I have a fair collection of documentation, including the excellent Frances S articles.
My 3000 I bought new off of ebay from a shop in Portugal, about 6 years ago.
I guessed that it would be a low volume enough item that it would be multi-voltage capable, and it was. Two jumpers to re solder, and a new plug and now it talks with NA 120V ac quite happily.
I have a standard neg - an image of my wife in the front yard on an overcast winter day holding a grey card in one hand, and a colour test target from an old darkroom dataguide in the other hand.
I use it to print the first sheet of every box or roll of RA-4 paper I open. Once I get a neutral grey print, of the right density, I autoreprogram the master settngs.
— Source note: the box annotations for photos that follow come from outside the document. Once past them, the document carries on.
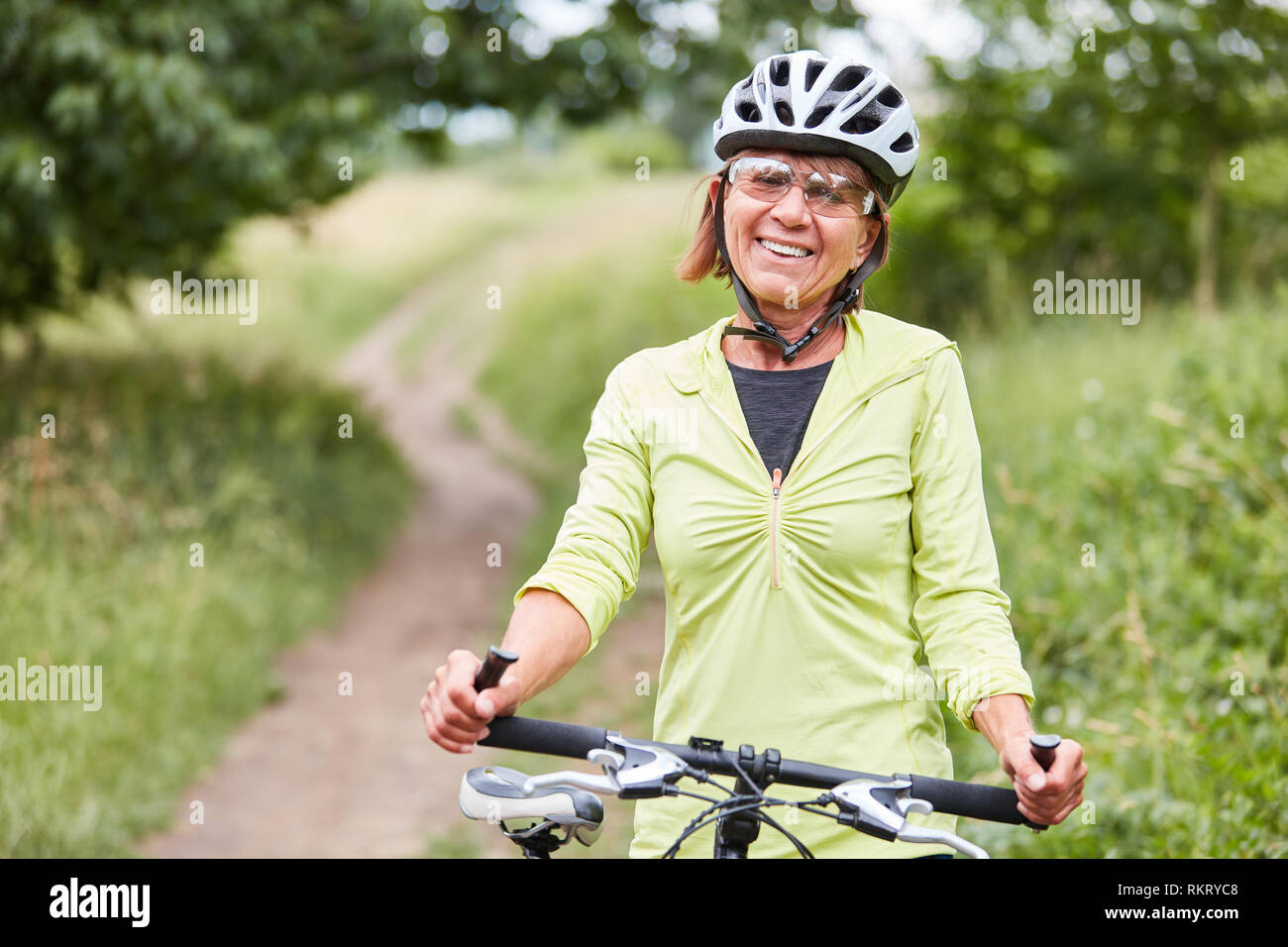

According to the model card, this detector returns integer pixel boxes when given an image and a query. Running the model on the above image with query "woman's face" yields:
[709,149,880,309]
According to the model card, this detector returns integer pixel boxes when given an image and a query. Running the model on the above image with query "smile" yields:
[756,237,814,258]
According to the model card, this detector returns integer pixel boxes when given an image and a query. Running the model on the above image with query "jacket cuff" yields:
[514,575,618,657]
[948,670,1034,733]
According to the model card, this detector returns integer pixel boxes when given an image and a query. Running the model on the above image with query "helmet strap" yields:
[713,168,886,364]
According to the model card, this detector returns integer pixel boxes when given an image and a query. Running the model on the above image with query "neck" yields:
[720,307,845,371]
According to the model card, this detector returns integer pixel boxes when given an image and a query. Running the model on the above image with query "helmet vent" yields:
[877,85,903,108]
[805,59,827,91]
[841,112,881,136]
[828,65,872,91]
[805,108,832,129]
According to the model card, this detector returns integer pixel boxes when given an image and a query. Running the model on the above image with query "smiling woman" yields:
[421,51,1086,858]
[677,149,888,369]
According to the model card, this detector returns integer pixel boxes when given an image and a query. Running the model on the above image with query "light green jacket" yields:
[515,309,1033,858]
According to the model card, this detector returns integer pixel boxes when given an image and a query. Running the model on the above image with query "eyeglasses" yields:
[729,158,876,217]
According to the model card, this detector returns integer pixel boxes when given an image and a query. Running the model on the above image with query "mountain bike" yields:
[460,648,1060,858]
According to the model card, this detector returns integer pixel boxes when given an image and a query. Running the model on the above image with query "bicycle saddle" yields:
[460,767,604,845]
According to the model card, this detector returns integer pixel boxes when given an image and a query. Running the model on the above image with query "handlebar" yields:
[480,716,1047,830]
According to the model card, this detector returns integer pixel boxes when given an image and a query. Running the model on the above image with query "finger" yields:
[1012,753,1047,792]
[420,698,473,753]
[445,651,481,716]
[429,703,478,753]
[474,676,520,720]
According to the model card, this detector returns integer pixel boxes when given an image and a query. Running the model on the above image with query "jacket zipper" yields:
[769,467,783,588]
[700,356,928,588]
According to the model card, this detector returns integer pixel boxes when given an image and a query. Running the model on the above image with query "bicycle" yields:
[460,648,1060,858]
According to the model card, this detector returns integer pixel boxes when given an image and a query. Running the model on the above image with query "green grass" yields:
[0,355,409,857]
[469,207,1288,857]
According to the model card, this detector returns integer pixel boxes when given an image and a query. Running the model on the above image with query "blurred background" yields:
[0,0,1288,858]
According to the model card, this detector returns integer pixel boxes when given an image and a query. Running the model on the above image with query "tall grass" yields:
[0,355,409,857]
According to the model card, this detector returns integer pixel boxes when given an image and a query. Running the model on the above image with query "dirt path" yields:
[139,177,662,858]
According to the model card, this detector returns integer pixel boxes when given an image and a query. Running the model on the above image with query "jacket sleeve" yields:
[514,362,653,655]
[911,343,1033,730]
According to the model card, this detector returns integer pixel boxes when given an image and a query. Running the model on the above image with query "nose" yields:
[770,180,808,227]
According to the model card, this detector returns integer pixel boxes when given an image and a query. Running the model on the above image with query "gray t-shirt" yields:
[725,360,832,476]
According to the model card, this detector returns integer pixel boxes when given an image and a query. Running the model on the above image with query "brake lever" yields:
[832,780,988,858]
[523,733,690,798]
[523,750,626,796]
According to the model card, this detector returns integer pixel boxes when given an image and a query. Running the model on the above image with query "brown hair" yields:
[675,150,890,309]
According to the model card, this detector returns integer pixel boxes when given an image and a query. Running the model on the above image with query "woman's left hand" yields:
[999,734,1087,826]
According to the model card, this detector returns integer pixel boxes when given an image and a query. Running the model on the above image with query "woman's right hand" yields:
[420,650,522,753]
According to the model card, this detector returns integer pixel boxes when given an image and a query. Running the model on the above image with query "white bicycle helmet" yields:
[712,49,921,205]
[711,49,921,362]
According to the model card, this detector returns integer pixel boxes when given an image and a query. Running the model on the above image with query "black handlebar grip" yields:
[474,646,519,693]
[909,776,1027,826]
[480,716,608,760]
[1029,733,1060,770]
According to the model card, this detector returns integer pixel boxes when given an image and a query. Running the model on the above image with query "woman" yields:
[421,51,1086,857]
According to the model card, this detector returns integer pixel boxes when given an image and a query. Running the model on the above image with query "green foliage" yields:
[890,0,1288,329]
[0,356,409,857]
[0,0,419,322]
[954,305,1288,858]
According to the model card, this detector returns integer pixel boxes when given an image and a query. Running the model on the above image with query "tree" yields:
[927,0,1288,322]
[0,0,432,332]
[0,0,881,325]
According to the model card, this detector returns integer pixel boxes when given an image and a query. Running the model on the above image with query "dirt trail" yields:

I then make note of the the master settings and write it on tape that gets affixed to the front of the package.
This habbit saves a lot of time for me. Swap paper, resett eh masters to the settings noted on the paper pack, and the next step is to set the channel to what I want to meter ( I have channels set for spot grey, spot neutral caucasian skin, warm tone (ie tanned ) skin, then three more for semi integating sisk the same way, and then channel 7 I task for random use, with a table of figures written on a card on the wall for settings for thinks like green grass, blue sky, puffy white clouds, asphalt, etc. I keep chanel 8 for when I do b&w work, and only use that chanel so I don't screw up more standard setting on the other 7 channels.
I freqeuently contact print on old slightly fogged glossy paper, and then shift to lustre surface papers for final prints. Change the master, set the channel for the metered subject, and bang out a perfect print nearly all of the time unles the chemistry has aged from when I calibrated it. You can do a NG test and autoreporgram really quickly though.